Uma cajadada, três coelhos*
Eliane Cantanhêde
O ministro Marco Aurélio Mello matou não apenas dois, mas
três coelhos com uma cajadada – ou canetada – só. Ao conceder liminar a uma
petição da Rede Sustentabilidade, Mello tirou Renan Calheiros da presidência do
Senado faltando, na prática, 15 dias para o fim de sua gestão; passou uma
rasteira no ministro Dias Toffoli, que empurrara para o ano que vem uma decisão
sobre Renan; de quebra, ofuscou uma das maiores tacadas do governo Michel
Temer: o anúncio da reforma da Previdência.
A alegação da Rede, acatada por Marco Aurélio, tem a
lógica de uma equação matemática: se a legislação proíbe réus de ocupar cargos
na linha sucessória do presidente da República, e Renan é presidente do Senado
e virou réu, logo... ele não poderia mais manter a presidência.

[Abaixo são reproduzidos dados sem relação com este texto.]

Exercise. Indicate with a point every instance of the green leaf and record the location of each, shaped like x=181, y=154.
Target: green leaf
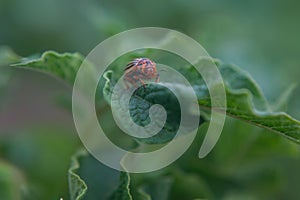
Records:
x=12, y=182
x=245, y=101
x=283, y=100
x=77, y=186
x=7, y=56
x=156, y=189
x=123, y=191
x=64, y=66
x=89, y=179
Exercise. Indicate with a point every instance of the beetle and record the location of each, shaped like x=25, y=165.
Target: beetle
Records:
x=138, y=71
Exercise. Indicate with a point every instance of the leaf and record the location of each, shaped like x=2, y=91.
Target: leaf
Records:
x=245, y=101
x=102, y=182
x=12, y=182
x=7, y=56
x=157, y=189
x=77, y=186
x=64, y=66
x=122, y=192
x=283, y=100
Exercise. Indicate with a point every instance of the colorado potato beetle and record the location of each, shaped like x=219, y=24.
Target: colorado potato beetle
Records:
x=138, y=71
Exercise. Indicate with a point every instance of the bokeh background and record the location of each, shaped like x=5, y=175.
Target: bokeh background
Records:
x=37, y=133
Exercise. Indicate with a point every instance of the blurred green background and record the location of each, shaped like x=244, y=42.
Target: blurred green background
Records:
x=37, y=134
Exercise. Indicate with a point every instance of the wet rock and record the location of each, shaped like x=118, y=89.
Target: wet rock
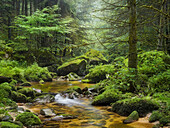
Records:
x=44, y=99
x=57, y=118
x=134, y=116
x=20, y=109
x=85, y=89
x=4, y=79
x=77, y=66
x=73, y=77
x=7, y=118
x=28, y=119
x=29, y=92
x=18, y=97
x=47, y=112
x=26, y=84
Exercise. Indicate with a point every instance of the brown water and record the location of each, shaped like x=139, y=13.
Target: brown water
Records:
x=88, y=116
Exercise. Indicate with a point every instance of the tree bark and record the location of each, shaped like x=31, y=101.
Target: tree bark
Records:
x=167, y=22
x=23, y=7
x=161, y=45
x=26, y=7
x=31, y=7
x=132, y=63
x=18, y=7
x=132, y=58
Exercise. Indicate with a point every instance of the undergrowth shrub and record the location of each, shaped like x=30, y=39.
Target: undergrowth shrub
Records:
x=36, y=73
x=21, y=72
x=100, y=72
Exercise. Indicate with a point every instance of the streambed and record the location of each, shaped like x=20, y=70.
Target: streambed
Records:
x=87, y=116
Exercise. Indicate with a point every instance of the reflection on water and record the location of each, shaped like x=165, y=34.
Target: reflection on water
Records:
x=88, y=116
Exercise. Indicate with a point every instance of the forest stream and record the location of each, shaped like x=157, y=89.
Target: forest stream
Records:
x=85, y=115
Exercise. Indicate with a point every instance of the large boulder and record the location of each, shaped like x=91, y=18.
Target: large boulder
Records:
x=5, y=124
x=18, y=97
x=134, y=116
x=4, y=79
x=47, y=112
x=77, y=66
x=44, y=99
x=142, y=105
x=29, y=92
x=28, y=119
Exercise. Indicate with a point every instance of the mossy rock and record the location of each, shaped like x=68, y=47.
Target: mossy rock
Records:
x=74, y=88
x=77, y=66
x=27, y=84
x=99, y=73
x=4, y=124
x=165, y=120
x=4, y=79
x=9, y=102
x=107, y=97
x=29, y=92
x=4, y=115
x=73, y=76
x=156, y=115
x=141, y=105
x=28, y=119
x=134, y=116
x=44, y=99
x=18, y=97
x=95, y=57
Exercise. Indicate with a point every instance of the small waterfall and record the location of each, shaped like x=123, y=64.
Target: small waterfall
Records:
x=67, y=101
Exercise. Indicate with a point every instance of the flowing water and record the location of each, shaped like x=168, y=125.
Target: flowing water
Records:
x=86, y=115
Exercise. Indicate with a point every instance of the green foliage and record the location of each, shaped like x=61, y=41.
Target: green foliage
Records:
x=107, y=97
x=100, y=72
x=165, y=120
x=160, y=81
x=134, y=116
x=4, y=124
x=36, y=73
x=156, y=115
x=28, y=119
x=152, y=62
x=29, y=92
x=142, y=105
x=20, y=72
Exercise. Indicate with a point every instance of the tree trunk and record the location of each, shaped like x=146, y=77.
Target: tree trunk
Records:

Mas ele só vai
(ou iria) ocupar a função de fato até o fim do mês, quando começa o recesso
parlamentar até fevereiro, quando será eleito seu sucessor.
Deve ter sido por isso, e para evitar maior turbulência
política, que Dias Toffoli decidiu pedir vistas no primeiro julgamento que tiraria
Renan, apesar de a maioria dos ministros já ter decidido pelo afastamento. Com
o pedido de vistas, o novo julgamento ficou para o dia 21, quando o Judiciário
entra em recesso e não julga mais nada até fevereiro. Com seu ato, portanto,
Toffoli tinha garantido a Renan ficar na presidência até o último dia. Mas a
Rede entrou com uma petição adicional e Marco Aurélio acatou rapidinho.
O terceiro “coelho” foi Temer, que reuniu o ministro da
Fazenda e a cúpula do Legislativo (ausente Renan...) para anunciar uma proposta
para a Previdência que vai enfrentar muita resistência nas centrais sindicais,
por exemplo, mas tende a acalmar a ansiedade de analistas e investidores. Era
para ser manchete, mas a queda de Renan tornou-se uma forte concorrente.
De quebra, a troca de comando no Senado pode afetar os
planos de Temer: sai Renan, entra Jorge Viana. Renan não é propriamente um
aliado incondicional, mas é do mesmo PMDB. Viana é um senador responsável e tem
visão republicana, mas é do PT. Se você fosse Temer, qual deles preferiria na
hora de votar o segundo turno da PEC do Teto de Gastos e no início da
tramitação de uma reforma para elevar a idade mínima de aposentadoria para 65
anos?
O fato é que a liminar sobre Renan Calheiros corrobora o
que centenas de milhares de pessoas, em verde e amarelo, reivindicaram nas
manifestações de domingo em 25 Estados e no DF. Com o ex-presidente da Câmara
Eduardo Cunha afastado pelo Supremo, cassado pelos deputados e preso pela
Justiça, Renan virou a bola da vez nas ruas lotadas contra a corrupção, o
Congresso, a implosão do pacote anticorrupção na Câmara e a tentativa frustrada
do Senado de votar urgência para aprovar os cacos do pacote.
Também soando como resposta às manifestações, a Lava Jato
amanheceu ontem mirando o ex-presidente da Câmara Marco Maia (PT) e o
ex-senador do PMDB Vital do Rêgo, atual ministro do TCU, deixando um saldo
assustador de presidentes da Câmara e do Senado. Na Câmara, Ibsen Pinheiro (
mais tarde absolvido em todos os processos) foi cassado, Severino Cavalcanti
renunciou, João Paulo Cunha foi preso pelo mensalão, Eduardo Cunha está preso
por múltiplas acusações, Henrique Eduardo Alves saiu de fininho do governo
Temer e agora Marco Maia é obrigado a dar (muitas) explicações.
No Senado, Antonio Carlos Magalhães, Jader Barbalho e
Renan Calheiros (na primeira gestão) foram obrigados a renunciar, José Sarney
escapou por pouco e Renan, de volta à presidência, é réu e enfrenta outros 11
processos. Tal como Eduardo Cunha, ele disparou na política nacional a bordo do
bólido Fernando Collor. Será que a Justiça tarda, mas começa a não falhar?